2014-12-23 Thread Dan H.
Hi all,

I'm trying to lock down ALL Spark ports and have tried using
spark-defaults.conf and via the sparkContext.  (The example below was run in
local[*] mode, but all attempts to run in local or spark-submit.sh on
cluster via jar all result in the same results).  

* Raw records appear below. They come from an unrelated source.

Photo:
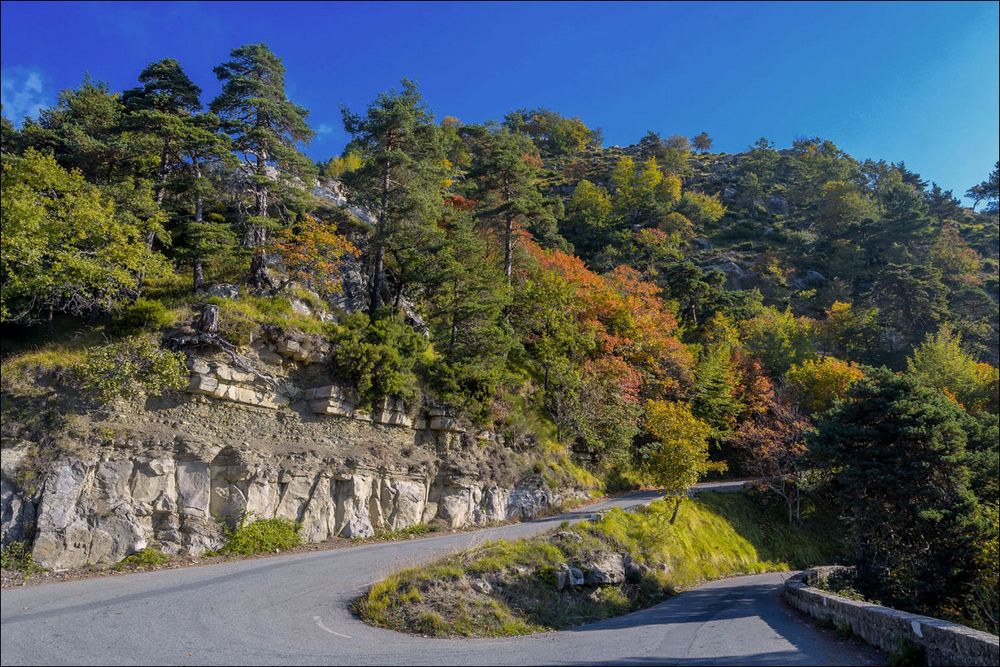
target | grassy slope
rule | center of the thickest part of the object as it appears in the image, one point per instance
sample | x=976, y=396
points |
x=508, y=587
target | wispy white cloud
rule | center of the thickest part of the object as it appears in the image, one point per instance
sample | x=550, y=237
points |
x=24, y=93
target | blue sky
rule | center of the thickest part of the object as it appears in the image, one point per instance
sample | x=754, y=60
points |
x=916, y=82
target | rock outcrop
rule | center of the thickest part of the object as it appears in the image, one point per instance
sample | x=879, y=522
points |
x=94, y=511
x=271, y=438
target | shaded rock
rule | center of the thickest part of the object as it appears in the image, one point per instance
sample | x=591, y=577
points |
x=609, y=569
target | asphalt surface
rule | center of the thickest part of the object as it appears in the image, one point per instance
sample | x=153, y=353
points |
x=294, y=610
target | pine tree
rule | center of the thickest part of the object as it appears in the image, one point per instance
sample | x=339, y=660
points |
x=506, y=169
x=265, y=127
x=401, y=178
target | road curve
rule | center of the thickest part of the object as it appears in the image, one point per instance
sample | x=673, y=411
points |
x=294, y=610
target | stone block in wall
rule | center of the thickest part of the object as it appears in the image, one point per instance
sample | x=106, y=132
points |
x=194, y=488
x=443, y=423
x=199, y=366
x=329, y=391
x=230, y=374
x=203, y=384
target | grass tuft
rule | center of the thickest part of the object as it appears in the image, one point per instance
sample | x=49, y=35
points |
x=148, y=557
x=262, y=536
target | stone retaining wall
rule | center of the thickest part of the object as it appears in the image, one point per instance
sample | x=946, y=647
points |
x=944, y=643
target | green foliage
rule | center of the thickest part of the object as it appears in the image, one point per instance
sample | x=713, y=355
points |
x=378, y=356
x=117, y=369
x=714, y=536
x=256, y=536
x=47, y=264
x=242, y=320
x=16, y=556
x=149, y=557
x=141, y=315
x=897, y=450
x=408, y=533
x=401, y=178
x=344, y=164
x=779, y=339
x=702, y=209
x=678, y=456
x=941, y=363
x=554, y=134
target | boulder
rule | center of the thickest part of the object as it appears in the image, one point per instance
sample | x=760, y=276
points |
x=608, y=569
x=568, y=576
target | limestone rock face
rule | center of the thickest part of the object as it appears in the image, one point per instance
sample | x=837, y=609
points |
x=268, y=439
x=18, y=507
x=98, y=512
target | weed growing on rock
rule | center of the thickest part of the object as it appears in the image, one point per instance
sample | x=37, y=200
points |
x=148, y=557
x=262, y=536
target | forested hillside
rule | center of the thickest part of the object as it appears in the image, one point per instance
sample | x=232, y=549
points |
x=825, y=324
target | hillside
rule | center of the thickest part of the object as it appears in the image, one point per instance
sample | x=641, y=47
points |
x=462, y=324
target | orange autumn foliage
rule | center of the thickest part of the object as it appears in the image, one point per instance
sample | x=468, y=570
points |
x=633, y=328
x=312, y=251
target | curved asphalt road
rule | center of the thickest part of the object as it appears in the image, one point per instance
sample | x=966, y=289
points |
x=293, y=610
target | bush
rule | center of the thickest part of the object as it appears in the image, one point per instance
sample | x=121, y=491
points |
x=115, y=370
x=241, y=320
x=262, y=536
x=379, y=356
x=17, y=557
x=148, y=557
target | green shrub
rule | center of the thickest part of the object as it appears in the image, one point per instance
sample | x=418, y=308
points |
x=241, y=320
x=17, y=556
x=379, y=357
x=407, y=533
x=262, y=536
x=148, y=557
x=117, y=369
x=714, y=536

My goal is to define all communication between the driver and worker to use
5-50006 and to not use any random ports. (all other ports, 7077, 4040,
etc are ok).

But, I am still seeing random ports being generated from akka and would like
to define all ports for the spark application due to strict security that is
needed.  

As part of my SparkContext, I've defined: (snippet)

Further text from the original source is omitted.